Former Afghan Leader Convicted of Drug Smuggling
This article is from the archive of The New York Sun before the launch of its new website in 2022. The Sun has neither altered nor updated such articles but will seek to correct any errors, mis-categorizations or other problems introduced during transfer.

A former powerful Afghan tribal leader who had high-level links to the Taliban was convicted yesterday of smuggling $50 million worth of heroin into America.
Bashir Noorzai, 45, could face life in prison when he is sentenced January 7 in U.S. District Court in Manhattan on his narcotics conspiracy conviction.
Prosecutors had said Noorzai was so influential in his homeland that he formed his own army and teamed up with the Taliban. They said Noorzai was one of Afghanistan’s most powerful men before the American. invasion in October 2001, presiding over a heroin empire that he knew reached the streets of America.
The defense lawyer, Ivan Fisher, argued that his client was a friend of America who offered to help Americans fight terrorism and the drug trade.
The defendant presided over the Noorzai tribe, a million people in southern and western Afghanistan and neighboring Pakistan.
After the verdict was read, Noorzai politely shook hands with Mr. Fisher, then nodded and was led away.
“We are enormously disappointed by the verdict,” Mr. Fisher said outside court. “It must be very difficult for an American jury to give a defendant associated with high-level members of the Taliban … a fair trial. This jury was unable to do that.”
Several jurors outside court said the verdict was unavoidable because of evidence that proved Noorzai was part of a drug conspiracy.
“There was no other decision we could have made,” a juror, Monica Lopez, of the Bronx, said.
She said Noorzai’s calm demeanor as the verdict was read was not surprising.
“He had to know a guilty verdict was a high probability,” Ms.
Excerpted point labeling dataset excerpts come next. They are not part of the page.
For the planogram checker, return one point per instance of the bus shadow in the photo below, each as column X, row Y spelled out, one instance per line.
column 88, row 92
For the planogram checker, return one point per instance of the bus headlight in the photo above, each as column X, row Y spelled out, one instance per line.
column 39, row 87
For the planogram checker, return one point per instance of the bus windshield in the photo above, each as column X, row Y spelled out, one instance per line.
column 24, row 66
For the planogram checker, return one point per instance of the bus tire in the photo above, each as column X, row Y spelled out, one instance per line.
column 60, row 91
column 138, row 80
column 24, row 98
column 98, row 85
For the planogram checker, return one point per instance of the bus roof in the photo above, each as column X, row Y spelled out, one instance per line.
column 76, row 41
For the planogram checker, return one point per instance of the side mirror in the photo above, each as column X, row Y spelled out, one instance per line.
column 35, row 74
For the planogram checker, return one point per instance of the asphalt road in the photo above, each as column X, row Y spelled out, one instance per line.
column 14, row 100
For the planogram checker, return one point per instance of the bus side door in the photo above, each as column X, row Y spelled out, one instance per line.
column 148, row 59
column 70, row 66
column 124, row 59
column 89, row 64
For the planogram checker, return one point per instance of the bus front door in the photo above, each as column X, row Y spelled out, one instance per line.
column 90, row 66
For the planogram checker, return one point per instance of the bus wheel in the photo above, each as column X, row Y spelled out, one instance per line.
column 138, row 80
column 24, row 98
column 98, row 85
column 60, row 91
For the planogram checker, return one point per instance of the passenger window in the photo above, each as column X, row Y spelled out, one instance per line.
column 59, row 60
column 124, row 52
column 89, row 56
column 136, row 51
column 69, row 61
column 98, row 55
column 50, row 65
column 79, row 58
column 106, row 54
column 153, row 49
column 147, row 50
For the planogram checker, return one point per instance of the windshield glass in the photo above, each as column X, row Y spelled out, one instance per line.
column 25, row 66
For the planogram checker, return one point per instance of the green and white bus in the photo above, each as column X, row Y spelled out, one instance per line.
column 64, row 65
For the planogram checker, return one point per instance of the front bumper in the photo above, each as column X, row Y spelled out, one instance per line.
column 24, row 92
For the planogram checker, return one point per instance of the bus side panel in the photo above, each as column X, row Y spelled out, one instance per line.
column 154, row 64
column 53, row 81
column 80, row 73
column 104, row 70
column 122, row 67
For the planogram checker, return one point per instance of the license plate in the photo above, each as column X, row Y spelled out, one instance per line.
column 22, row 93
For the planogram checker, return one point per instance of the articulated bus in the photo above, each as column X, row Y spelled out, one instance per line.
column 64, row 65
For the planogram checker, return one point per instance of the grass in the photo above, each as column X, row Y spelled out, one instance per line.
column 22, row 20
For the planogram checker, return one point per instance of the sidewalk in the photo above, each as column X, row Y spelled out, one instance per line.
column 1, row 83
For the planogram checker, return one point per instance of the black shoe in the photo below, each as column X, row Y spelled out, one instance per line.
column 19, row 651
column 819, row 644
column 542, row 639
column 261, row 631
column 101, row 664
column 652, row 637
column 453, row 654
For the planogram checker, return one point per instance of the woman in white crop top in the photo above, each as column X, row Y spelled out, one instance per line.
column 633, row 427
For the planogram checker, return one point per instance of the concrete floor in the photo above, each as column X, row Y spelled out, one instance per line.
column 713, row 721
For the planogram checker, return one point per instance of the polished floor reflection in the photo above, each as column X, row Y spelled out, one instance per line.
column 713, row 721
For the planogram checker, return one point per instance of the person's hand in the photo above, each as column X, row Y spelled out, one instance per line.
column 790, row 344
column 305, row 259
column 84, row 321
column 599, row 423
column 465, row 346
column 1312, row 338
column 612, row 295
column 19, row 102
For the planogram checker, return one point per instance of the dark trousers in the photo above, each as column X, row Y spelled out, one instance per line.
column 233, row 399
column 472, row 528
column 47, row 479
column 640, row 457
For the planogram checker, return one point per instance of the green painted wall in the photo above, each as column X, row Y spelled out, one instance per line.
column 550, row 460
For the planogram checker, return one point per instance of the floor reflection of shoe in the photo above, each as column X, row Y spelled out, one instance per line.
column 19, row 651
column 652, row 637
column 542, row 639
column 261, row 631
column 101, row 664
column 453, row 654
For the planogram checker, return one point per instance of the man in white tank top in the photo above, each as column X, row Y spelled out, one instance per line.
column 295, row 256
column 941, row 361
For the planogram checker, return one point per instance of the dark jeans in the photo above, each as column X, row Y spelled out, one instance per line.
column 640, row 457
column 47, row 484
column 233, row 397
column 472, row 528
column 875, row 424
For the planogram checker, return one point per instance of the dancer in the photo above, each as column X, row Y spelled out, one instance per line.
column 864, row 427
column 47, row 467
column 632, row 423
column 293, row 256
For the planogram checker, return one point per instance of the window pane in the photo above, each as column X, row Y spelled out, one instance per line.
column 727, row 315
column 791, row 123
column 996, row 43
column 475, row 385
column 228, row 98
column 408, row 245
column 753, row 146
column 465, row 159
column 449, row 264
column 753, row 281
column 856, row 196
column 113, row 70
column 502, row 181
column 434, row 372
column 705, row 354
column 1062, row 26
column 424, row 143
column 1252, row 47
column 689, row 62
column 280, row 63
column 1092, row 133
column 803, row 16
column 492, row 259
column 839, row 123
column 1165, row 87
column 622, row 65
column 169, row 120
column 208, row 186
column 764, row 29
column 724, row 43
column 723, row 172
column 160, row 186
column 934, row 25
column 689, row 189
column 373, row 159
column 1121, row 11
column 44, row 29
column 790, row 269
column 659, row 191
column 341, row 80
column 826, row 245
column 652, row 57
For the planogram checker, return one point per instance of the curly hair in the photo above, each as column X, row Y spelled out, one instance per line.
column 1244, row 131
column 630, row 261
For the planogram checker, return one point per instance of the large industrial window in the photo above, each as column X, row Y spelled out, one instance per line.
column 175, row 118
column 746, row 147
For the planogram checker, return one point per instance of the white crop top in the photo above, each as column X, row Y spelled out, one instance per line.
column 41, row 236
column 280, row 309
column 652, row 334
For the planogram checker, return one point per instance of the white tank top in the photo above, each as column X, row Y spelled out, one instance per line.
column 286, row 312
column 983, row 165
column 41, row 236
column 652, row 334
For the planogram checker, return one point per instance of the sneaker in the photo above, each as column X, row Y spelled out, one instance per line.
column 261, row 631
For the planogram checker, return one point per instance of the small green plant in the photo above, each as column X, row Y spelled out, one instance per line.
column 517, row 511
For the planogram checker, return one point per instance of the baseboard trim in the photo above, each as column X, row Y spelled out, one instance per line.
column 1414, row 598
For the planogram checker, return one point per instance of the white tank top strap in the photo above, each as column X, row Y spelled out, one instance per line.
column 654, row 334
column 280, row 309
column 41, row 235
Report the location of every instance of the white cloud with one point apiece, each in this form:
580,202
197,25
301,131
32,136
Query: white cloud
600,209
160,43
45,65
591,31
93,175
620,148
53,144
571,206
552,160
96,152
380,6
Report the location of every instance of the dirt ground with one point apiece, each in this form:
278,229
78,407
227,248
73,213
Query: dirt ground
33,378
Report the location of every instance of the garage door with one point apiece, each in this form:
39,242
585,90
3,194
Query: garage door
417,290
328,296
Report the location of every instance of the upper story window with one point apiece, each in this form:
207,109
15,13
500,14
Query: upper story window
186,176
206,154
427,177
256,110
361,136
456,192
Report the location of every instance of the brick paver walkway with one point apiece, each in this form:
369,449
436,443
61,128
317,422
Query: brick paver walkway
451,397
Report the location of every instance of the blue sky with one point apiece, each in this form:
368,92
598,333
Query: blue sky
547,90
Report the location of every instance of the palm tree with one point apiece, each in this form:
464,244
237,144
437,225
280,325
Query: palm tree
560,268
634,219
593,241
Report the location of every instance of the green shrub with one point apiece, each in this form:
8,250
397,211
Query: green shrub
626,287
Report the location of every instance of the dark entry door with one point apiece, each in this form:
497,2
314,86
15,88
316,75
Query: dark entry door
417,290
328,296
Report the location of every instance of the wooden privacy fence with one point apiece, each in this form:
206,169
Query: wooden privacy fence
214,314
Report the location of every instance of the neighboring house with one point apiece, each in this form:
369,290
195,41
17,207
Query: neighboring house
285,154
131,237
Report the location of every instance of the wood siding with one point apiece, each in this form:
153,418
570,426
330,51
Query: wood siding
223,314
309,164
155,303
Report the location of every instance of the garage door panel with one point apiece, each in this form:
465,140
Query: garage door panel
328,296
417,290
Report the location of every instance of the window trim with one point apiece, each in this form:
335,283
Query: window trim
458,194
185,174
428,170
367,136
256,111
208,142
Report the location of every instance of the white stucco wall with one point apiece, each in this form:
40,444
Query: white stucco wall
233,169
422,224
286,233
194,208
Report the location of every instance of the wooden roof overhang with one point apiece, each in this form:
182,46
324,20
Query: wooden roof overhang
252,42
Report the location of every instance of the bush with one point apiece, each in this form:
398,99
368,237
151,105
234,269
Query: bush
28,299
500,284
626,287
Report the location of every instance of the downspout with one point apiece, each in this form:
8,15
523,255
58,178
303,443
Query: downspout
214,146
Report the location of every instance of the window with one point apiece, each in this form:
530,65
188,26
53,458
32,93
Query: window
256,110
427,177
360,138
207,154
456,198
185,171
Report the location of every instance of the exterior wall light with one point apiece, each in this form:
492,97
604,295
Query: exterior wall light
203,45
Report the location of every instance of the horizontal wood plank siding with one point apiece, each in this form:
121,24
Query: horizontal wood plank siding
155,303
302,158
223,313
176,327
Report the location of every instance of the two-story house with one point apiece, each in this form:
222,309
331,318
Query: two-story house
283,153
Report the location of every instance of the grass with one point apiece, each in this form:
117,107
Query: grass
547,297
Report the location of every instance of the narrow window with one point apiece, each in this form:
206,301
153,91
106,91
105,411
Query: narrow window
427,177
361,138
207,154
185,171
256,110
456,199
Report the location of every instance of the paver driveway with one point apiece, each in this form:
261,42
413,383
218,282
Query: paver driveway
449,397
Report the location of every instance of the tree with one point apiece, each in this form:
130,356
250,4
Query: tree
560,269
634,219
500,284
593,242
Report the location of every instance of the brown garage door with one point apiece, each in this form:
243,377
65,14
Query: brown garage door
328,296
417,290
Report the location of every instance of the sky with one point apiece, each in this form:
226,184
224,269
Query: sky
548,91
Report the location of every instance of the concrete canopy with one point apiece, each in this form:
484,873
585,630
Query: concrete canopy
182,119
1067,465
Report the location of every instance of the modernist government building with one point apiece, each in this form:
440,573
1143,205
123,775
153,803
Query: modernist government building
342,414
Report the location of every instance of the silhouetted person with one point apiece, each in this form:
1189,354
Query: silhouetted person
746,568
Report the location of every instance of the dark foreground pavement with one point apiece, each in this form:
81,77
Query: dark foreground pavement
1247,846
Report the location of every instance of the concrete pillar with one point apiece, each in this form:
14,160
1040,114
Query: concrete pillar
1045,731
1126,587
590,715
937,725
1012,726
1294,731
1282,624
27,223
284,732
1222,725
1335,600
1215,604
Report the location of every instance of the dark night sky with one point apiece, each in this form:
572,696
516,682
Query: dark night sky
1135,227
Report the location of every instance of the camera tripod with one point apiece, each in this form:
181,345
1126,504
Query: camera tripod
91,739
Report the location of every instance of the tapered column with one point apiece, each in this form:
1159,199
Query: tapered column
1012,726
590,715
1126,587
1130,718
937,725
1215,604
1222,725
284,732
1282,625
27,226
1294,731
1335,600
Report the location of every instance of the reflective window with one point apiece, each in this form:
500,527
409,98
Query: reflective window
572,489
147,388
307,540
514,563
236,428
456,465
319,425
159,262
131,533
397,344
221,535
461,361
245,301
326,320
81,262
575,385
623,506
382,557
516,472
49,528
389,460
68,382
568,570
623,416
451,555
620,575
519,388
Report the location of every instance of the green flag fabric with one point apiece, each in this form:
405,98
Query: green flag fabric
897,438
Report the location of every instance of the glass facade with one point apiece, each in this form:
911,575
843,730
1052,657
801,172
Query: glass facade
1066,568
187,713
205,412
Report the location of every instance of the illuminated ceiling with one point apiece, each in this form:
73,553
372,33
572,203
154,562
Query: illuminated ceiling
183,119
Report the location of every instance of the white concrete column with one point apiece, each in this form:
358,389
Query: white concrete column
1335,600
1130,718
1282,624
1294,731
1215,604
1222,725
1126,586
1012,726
Lopez said.
Juror Martha Ramos, also of the Bronx, said she felt a little prejudice arise during opening statements by a prosecutor “because the word terrorism and the Taliban was thrown at us.” She said “the whole 9/11 thing comes into play when you hear that.”
But Ms. Ramos said the evidence related to the drug charges left the jury with no choice but to convict once it considered the legal rules of conspiracy charges.
The jury deliberated a little more than three hours before reaching its verdict.